Of course, I realize now that writing mystery does take some thought and preparation and it really isn't any harder to write than, say, a romance. In reality, almost every story, every novel, is a mystery.
The mystery may be as simple as "Who murdered the victim and why?" or "Will the lovers find each other and live happily ever after?" It may be as complex as "Will the evil genius's plan for taking over the world work and why does he want to do so?" or "Why does the main character have so many issues with her mother/daughter/ex-husband and will they make peace and live reasonably happily ever after?" Even children's books have an element of mystery... "What DOES happen when you give a mouse a cookie?"

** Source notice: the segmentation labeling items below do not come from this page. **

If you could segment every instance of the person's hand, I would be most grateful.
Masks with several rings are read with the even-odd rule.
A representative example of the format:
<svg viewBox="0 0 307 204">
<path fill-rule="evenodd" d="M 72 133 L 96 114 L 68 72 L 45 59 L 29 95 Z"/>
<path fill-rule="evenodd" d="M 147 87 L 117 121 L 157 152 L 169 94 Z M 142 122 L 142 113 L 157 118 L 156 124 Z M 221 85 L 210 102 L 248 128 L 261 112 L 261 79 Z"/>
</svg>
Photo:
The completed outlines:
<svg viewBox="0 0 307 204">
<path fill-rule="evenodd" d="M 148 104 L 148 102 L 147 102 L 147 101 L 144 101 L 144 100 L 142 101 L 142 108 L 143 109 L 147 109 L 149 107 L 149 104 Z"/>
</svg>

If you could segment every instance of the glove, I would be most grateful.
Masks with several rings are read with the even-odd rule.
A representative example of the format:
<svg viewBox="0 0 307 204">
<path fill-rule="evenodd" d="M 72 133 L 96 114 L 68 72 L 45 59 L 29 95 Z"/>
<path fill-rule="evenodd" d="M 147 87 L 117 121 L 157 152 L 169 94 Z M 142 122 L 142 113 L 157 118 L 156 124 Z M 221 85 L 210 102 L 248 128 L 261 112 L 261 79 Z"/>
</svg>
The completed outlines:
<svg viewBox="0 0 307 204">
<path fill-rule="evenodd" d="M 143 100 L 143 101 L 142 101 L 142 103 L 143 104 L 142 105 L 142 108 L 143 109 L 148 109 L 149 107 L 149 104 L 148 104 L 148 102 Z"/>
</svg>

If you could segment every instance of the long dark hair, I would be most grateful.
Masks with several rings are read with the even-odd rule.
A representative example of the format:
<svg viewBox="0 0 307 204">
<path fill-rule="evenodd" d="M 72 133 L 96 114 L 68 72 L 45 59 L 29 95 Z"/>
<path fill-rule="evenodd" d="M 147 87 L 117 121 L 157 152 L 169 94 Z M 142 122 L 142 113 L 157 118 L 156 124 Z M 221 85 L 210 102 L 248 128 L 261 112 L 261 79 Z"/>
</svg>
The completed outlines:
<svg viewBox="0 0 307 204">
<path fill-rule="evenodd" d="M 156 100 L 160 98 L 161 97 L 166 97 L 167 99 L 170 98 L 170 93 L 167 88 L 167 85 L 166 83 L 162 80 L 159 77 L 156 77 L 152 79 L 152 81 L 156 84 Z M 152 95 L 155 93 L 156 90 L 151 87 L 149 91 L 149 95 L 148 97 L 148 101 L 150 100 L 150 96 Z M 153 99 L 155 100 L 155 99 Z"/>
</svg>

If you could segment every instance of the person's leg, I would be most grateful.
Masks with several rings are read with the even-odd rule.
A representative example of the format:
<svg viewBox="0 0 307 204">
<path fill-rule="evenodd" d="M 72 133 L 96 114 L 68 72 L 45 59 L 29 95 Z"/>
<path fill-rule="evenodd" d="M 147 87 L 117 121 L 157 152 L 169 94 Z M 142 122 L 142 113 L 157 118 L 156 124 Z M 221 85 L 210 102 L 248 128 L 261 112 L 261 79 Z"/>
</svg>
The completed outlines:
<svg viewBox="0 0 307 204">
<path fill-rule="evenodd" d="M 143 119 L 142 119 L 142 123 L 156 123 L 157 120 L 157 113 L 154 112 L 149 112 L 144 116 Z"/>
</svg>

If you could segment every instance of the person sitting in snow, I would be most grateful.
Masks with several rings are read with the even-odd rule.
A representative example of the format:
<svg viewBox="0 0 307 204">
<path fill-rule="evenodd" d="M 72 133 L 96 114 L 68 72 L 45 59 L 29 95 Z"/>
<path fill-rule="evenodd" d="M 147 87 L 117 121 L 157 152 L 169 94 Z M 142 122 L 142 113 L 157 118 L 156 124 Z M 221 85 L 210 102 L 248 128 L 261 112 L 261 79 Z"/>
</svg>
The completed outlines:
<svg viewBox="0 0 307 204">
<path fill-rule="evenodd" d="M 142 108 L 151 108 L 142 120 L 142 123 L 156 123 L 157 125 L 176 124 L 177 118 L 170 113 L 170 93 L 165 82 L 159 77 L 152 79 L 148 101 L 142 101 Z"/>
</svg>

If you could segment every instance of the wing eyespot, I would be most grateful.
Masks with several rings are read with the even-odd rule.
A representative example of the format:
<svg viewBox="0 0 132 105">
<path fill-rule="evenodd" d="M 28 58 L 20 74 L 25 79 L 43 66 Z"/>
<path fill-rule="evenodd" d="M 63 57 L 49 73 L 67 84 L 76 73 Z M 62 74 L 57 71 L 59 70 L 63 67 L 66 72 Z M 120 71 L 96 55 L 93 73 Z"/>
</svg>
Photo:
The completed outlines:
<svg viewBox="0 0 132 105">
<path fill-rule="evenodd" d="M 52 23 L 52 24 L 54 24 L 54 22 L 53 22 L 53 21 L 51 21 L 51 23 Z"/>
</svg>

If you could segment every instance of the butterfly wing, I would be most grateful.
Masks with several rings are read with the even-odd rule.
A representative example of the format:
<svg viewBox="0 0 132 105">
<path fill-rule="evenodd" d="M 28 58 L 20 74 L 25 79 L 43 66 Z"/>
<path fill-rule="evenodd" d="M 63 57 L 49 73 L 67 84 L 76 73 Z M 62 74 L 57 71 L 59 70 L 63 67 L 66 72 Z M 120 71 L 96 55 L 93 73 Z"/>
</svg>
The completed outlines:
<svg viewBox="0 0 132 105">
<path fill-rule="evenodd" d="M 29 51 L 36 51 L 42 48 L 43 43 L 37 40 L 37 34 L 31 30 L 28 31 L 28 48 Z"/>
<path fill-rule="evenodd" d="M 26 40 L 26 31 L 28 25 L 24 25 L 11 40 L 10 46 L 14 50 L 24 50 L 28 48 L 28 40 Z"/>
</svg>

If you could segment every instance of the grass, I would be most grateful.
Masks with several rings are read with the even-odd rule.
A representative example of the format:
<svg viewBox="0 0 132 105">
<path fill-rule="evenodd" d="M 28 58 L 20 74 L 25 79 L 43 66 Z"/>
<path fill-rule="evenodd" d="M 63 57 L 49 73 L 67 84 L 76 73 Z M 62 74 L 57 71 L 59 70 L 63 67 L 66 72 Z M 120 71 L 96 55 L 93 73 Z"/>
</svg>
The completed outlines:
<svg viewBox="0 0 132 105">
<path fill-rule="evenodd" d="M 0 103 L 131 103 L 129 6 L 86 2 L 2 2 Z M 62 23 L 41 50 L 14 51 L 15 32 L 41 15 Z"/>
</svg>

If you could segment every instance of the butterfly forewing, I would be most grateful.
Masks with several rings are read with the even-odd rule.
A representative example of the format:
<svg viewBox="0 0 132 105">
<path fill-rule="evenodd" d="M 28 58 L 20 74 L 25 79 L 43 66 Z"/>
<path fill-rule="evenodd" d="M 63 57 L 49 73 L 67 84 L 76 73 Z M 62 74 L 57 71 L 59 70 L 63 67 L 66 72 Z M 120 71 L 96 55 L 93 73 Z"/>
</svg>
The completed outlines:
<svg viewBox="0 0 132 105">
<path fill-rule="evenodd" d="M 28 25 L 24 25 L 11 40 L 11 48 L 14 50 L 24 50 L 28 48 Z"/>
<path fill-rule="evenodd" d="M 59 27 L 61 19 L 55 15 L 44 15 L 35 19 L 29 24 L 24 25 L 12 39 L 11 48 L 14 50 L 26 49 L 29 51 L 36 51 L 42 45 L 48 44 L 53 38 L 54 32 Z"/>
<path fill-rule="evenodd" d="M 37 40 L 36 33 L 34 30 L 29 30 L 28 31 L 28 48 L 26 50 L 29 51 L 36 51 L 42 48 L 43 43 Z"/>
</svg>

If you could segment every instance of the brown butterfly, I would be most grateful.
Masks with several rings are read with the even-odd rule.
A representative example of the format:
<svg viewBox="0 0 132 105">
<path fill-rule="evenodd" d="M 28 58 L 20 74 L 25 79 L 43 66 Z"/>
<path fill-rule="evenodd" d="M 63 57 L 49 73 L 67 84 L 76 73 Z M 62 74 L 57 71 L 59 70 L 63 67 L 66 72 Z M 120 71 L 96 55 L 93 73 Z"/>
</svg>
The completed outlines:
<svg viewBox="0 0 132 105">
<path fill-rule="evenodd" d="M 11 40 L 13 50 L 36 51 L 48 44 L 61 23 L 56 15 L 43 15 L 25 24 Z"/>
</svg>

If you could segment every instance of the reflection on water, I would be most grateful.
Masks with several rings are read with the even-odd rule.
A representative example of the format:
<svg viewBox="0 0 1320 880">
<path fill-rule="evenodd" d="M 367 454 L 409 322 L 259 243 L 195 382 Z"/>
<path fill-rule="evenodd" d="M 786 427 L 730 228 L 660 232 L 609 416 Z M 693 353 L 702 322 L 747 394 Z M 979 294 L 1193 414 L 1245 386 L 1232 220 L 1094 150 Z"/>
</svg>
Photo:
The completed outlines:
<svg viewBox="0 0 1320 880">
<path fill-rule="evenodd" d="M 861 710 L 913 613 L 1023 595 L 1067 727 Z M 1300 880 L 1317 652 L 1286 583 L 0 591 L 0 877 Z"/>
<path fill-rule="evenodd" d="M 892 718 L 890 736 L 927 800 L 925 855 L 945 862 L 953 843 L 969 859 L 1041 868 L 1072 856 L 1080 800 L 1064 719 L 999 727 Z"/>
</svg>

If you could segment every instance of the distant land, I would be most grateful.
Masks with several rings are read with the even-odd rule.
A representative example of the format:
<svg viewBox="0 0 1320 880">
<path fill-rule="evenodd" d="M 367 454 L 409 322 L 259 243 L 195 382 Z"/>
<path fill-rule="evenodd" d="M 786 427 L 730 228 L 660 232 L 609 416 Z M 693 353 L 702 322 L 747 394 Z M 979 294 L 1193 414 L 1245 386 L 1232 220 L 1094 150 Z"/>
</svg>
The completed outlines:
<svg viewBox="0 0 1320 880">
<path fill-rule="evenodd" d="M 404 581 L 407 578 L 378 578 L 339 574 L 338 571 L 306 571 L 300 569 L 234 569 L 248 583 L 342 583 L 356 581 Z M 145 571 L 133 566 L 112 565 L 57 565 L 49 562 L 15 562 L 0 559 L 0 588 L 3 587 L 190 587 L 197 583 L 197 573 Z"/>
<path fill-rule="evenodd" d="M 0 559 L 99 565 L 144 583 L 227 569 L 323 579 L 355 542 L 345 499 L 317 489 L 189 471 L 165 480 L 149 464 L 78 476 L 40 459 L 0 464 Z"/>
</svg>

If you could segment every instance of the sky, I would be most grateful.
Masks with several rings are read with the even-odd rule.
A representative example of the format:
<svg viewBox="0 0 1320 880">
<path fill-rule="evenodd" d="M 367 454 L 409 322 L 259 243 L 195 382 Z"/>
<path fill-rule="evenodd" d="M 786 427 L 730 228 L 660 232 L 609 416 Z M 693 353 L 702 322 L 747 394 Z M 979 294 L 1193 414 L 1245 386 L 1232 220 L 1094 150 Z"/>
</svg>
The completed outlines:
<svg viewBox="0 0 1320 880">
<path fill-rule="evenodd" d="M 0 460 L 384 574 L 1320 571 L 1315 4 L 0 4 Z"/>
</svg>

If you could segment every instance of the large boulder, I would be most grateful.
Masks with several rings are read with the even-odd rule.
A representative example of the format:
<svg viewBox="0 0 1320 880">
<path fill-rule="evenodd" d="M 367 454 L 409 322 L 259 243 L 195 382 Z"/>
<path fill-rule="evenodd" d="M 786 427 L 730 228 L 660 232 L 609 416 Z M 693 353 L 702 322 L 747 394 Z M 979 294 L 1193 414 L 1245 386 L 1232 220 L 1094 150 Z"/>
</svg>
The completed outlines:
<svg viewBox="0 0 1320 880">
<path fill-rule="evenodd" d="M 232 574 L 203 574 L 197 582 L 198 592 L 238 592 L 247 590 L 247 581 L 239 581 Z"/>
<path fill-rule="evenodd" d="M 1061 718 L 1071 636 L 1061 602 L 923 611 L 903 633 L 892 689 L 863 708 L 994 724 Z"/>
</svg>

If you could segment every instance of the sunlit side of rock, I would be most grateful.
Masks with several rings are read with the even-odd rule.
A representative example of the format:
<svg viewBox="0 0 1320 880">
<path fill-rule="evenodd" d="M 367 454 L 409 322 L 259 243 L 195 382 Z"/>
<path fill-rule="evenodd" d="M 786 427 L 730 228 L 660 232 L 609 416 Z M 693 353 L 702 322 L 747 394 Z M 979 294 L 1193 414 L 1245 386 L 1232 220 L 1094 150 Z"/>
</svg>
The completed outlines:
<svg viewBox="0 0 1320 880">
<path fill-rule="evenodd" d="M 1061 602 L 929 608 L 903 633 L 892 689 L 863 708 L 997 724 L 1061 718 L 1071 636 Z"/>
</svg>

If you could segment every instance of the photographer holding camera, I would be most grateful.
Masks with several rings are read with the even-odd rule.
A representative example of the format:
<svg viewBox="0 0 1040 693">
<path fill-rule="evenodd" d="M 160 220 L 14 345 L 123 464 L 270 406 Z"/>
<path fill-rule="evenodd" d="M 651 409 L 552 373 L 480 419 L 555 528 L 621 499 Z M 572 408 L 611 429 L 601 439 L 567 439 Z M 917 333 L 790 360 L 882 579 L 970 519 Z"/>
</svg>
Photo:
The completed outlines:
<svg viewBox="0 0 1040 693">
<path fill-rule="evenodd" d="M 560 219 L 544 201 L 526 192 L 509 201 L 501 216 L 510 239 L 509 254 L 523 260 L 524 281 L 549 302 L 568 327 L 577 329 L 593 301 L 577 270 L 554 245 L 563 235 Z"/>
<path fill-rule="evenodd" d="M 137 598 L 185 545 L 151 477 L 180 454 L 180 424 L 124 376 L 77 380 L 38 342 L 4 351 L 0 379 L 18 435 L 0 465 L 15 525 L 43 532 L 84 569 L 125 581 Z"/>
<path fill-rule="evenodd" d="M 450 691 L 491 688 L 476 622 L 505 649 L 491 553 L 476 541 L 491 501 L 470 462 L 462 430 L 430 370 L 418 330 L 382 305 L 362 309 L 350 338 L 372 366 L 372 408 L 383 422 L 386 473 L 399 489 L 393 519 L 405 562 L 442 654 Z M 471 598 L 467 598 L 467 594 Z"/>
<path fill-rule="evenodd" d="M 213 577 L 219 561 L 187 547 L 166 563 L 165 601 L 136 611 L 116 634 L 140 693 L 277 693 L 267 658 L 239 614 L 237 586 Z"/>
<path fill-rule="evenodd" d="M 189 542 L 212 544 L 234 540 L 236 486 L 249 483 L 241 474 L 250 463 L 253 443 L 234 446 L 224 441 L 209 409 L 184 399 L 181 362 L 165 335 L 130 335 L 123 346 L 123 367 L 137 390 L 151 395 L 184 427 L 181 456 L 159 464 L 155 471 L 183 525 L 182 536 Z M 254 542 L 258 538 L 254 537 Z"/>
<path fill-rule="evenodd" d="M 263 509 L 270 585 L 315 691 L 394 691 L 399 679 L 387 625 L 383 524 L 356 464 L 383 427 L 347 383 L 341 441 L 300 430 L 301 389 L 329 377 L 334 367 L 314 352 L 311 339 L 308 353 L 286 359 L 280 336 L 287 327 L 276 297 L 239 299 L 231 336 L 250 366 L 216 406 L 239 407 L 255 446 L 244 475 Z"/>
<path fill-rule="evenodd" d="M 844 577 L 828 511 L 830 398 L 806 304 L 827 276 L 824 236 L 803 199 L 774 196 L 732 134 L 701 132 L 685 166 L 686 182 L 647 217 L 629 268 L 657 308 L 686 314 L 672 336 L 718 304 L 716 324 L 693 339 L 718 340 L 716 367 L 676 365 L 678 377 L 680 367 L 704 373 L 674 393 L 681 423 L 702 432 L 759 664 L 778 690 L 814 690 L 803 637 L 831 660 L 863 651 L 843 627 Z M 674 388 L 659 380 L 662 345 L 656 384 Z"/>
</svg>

What it all boils down to is that the writer--whether mystery, romance, western, chick-lit, or whatever--has to make sure that the reader is satisfied (even if they're not particularly happy with the way the story turned out.) The story has to make sense, the characters' motivations have to be real (at least to the characters themselves), and the questions, the "why"s, have to be answered. We read to discover the solution to the mystery behind the story.
And we write because, at least in one facet of our lives, we like to know where everything is. Including a pen.